Nella rinascita identitaria dell’ultimo quarto di secolo, il ripristino della verità storica in tutti i campi è fondamentale per la nostra salvezza. Non è più tempo di scetticismo e rassegnazione a nessun livello, Mai più accettare epiteti per Francesco II; né perdere la napolitanità che unisce nell’inconscio collettivo gli odierni meridionali peninsulari; tanto meno accogliere la locuzione scugnizzo addirittura con orgoglio!

I primi scugnizzi di fine Ottocento furono strumentalizzati per un’operazione ignobile: fotografati per i vicoli della lontana provincia di Napoli (ossia i decumani della grandissima capitale) mentre mangiavano con le mani i famosi maccheroni. Lo fecero alcuni ragazzi per qualche centesimo di quella sconosciuta moneta detta lira, mancia promessa da chi aveva ingaggiato il fotografo per denigrare Napoli, i suoi abitanti e addirittura il re Ferdinando IV. Si sa che la moderna forchetta fu inventata sotto il suo regno nel Settecento, eppure siamo diventati dappertutto quelli che la ignoravano ancora nel Novecento usando le mani per mangiare “come addirittura faceva il sovrano”!!! Si ripete un po’ il fatto del celebre bidet sconosciuto ai tosco-padani che ai giorni nostri ci offendono come “vunciuni” cioè sporchi perché abituati a non lavarsi bene…

La prima foto della decaduta Napoli con i suoi giovani virgulti detti scugnizzi che si alimentavano con le dita fece il giro del mondo e fu l’unica immagine impressa nella mente di quelli che avevano solo sentito parlare vagamente di quella nazione al centro del Mediterraneo, che fu subito tacciata di arretratezza. Per i meno scaltri una foto è una prova rispetto alle dicerie di una fiorente civiltà nata da quelle parti. Gradualmente la verità divenne quella della foto, come le altre cose negative che ci hanno scaraventato addosso in 154 anni di schiavitù.

Tornando alla sindrome di Stoccolma, il lettore medio si sentirà certamente immune, come tutti quelli che la subiscono. L’analisi per rintracciare la sua esistenza virale sarà la reazione alla scoperta che scugnizzo è una locuzione deleteria per noi.
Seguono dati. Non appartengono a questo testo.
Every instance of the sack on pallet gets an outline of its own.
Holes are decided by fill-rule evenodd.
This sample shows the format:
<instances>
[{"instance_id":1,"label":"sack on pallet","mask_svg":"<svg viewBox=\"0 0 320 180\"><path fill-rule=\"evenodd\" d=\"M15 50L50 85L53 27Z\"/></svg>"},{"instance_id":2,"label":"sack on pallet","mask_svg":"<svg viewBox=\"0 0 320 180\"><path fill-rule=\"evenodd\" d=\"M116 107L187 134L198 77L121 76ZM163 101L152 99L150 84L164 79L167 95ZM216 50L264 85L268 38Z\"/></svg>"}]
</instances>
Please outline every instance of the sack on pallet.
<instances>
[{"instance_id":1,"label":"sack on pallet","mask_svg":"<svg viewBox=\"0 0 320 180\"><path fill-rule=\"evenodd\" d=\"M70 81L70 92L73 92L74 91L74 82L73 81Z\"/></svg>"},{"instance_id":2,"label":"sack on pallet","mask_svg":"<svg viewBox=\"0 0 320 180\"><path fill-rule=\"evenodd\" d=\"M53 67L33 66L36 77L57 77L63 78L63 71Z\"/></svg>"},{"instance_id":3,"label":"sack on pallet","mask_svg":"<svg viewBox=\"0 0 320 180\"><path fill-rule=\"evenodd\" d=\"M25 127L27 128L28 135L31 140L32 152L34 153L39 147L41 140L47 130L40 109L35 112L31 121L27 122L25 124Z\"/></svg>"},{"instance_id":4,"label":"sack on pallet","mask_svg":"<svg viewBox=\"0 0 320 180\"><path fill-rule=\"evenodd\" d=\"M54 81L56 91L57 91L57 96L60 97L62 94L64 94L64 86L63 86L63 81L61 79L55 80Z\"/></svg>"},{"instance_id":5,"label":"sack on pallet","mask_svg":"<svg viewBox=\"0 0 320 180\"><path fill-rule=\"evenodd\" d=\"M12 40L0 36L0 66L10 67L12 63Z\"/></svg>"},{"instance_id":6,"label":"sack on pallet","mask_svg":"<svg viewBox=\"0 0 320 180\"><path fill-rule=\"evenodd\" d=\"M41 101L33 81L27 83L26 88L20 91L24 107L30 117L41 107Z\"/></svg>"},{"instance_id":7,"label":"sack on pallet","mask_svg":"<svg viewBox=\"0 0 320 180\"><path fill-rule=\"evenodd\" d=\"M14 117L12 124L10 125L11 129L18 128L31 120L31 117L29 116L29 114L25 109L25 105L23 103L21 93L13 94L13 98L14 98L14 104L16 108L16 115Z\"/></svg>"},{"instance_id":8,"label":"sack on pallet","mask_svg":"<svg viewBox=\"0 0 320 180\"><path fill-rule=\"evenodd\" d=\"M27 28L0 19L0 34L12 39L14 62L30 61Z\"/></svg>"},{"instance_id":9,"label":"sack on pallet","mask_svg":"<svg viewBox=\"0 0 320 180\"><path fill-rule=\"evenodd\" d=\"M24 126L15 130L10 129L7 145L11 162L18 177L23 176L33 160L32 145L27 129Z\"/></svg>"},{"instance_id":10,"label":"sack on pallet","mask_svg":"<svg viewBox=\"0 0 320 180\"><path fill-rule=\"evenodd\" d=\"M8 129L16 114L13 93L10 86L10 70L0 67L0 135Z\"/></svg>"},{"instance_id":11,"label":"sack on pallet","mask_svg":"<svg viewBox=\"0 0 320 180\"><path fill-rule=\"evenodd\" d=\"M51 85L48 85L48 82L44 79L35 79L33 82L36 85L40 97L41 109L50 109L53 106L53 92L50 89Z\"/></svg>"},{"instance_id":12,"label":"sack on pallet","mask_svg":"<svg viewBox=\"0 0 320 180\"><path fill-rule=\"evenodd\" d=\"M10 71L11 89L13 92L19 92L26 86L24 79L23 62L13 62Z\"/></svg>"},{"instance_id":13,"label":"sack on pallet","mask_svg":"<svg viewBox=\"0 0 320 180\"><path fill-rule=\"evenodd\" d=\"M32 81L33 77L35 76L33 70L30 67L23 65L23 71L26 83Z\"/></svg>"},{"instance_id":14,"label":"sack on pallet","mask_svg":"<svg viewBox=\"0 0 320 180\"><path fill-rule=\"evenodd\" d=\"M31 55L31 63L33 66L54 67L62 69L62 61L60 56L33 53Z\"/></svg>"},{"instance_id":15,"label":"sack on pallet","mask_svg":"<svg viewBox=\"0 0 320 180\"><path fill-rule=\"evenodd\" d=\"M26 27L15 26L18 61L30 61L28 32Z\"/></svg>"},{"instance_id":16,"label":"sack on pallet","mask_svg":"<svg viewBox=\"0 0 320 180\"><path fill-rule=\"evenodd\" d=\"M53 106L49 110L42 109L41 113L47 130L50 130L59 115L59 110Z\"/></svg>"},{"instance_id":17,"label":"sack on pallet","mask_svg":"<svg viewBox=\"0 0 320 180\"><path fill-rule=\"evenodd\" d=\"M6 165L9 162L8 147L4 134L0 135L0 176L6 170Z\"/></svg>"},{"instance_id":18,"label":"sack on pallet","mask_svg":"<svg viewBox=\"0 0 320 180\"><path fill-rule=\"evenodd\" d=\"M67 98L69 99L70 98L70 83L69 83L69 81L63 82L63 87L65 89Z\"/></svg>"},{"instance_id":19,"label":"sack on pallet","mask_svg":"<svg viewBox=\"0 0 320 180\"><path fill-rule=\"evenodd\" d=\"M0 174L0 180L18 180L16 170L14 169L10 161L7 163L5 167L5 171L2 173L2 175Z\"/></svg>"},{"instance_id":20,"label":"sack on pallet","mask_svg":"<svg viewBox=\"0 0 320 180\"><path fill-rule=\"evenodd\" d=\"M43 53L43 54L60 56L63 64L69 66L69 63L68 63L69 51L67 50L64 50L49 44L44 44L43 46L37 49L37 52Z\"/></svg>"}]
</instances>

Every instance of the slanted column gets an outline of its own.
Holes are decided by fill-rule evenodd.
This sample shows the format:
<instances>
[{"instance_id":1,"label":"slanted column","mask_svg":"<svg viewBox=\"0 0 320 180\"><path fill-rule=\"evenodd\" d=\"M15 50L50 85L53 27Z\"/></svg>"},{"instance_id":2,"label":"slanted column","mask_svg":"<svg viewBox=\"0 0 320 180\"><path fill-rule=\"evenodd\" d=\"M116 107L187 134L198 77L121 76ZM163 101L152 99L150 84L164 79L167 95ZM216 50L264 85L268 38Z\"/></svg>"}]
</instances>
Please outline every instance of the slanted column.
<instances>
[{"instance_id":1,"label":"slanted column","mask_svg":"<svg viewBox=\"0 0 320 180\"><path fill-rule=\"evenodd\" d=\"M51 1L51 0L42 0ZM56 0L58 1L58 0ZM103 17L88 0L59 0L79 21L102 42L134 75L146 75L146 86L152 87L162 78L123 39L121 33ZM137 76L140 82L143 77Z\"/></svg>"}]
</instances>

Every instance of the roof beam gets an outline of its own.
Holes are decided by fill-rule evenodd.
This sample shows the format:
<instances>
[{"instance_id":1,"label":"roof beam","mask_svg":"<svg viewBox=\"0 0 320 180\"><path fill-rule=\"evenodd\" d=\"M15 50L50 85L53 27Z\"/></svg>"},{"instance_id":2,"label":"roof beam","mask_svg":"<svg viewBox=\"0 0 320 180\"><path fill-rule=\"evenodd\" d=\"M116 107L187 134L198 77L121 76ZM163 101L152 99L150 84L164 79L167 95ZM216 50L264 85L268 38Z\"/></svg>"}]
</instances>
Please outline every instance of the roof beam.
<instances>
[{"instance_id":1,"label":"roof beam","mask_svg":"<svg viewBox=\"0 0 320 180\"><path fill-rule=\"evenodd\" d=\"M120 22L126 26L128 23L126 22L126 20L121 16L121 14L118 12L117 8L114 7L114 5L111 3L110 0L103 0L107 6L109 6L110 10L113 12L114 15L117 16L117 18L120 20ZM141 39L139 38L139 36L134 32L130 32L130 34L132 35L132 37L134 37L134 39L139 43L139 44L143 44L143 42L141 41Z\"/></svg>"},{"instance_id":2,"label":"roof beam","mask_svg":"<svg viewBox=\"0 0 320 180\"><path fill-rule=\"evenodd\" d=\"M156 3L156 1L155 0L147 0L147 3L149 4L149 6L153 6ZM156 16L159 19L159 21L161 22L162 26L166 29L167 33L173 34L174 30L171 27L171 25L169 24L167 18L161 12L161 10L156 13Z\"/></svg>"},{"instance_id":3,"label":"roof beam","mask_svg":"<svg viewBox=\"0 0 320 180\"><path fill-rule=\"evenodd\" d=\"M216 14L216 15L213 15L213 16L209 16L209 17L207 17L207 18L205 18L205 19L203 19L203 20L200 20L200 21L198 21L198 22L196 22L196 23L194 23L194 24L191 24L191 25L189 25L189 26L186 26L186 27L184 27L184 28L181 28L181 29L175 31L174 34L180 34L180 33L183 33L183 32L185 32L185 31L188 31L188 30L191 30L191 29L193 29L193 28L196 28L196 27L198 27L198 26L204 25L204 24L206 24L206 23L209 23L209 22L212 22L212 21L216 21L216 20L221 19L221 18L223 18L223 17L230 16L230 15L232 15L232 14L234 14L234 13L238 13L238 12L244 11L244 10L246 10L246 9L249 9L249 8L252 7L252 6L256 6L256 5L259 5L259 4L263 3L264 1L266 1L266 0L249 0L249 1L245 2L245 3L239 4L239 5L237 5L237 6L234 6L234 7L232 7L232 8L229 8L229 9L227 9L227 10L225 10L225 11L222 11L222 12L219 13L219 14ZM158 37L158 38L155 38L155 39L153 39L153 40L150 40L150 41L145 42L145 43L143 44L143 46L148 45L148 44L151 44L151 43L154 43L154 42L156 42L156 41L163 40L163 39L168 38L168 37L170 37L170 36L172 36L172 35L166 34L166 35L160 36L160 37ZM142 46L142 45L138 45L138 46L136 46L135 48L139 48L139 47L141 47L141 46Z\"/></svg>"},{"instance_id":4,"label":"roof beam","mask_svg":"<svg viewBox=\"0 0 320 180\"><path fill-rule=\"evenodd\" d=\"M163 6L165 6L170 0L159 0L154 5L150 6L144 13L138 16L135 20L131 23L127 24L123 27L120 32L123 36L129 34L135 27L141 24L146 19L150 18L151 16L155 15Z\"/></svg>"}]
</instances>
Letteratura, canzoni e tradizione italiane ce l’hanno quasi fatta amare familiarmente, come rigettarla tutto d’un colpo? Bisogna curare le malattie, soprattutto quelle psico-somatiche, per evitare aggravamenti ed effetti collaterali. Se ci vogliamo liberare dalle catene tricolori dobbiamo curare anche il nostro modo di parlare. L’ideale sarebbe rispolverare subito il Napolitano e il Siciliano che sono le prime lingue volgari italiche staccatesi dal latino, alla faccia del fiorentino vincente per invidiosa sopraffazione. Ciò richiederebbe troppo tempo. Cominciamo allora dalle parole della lingua attuale ricusando quelle che ci ledono, come scugnizzo.

Facciamolo subito, facciamolo sempre, invitiamo a farlo in ogni circostanza. Soprattutto non ci facciamo assalire da quella sindrome che, ad esempio, sta bloccando caparbiamente un altro imbroglio lessicologico di più recente formazione. La squadra di calcio del Napoli, sorse nel 1926 con l’emblema del cavallo da sempre simbolo della capitale e poi di tutta la sua zona di competenza; poi qualche buontempone lo chiamò “ciuccio” per i risultati deludenti iniziali e da lì sempre asino come emblema anche dei tempi d’oro di Maradona. E’ di un’ovvietà mastodontica il senso spregiativo di far diventare un cavallo un asino; è di un’ottusità frustrante opporsi al ritorno del vero simbolo dell’amatissima squadra partenopea. Eppure la maggioranza “si sente affezionata” al “ciucciariello” proprio come lo è alla parola scugnizzo. Evidentemente non è facile cominciare ad allentare le catene dopo un secolo e mezzo di cattività ma è la strada necessaria per poterle spezzare. Pensiamoci ed agiamo di conseguenza.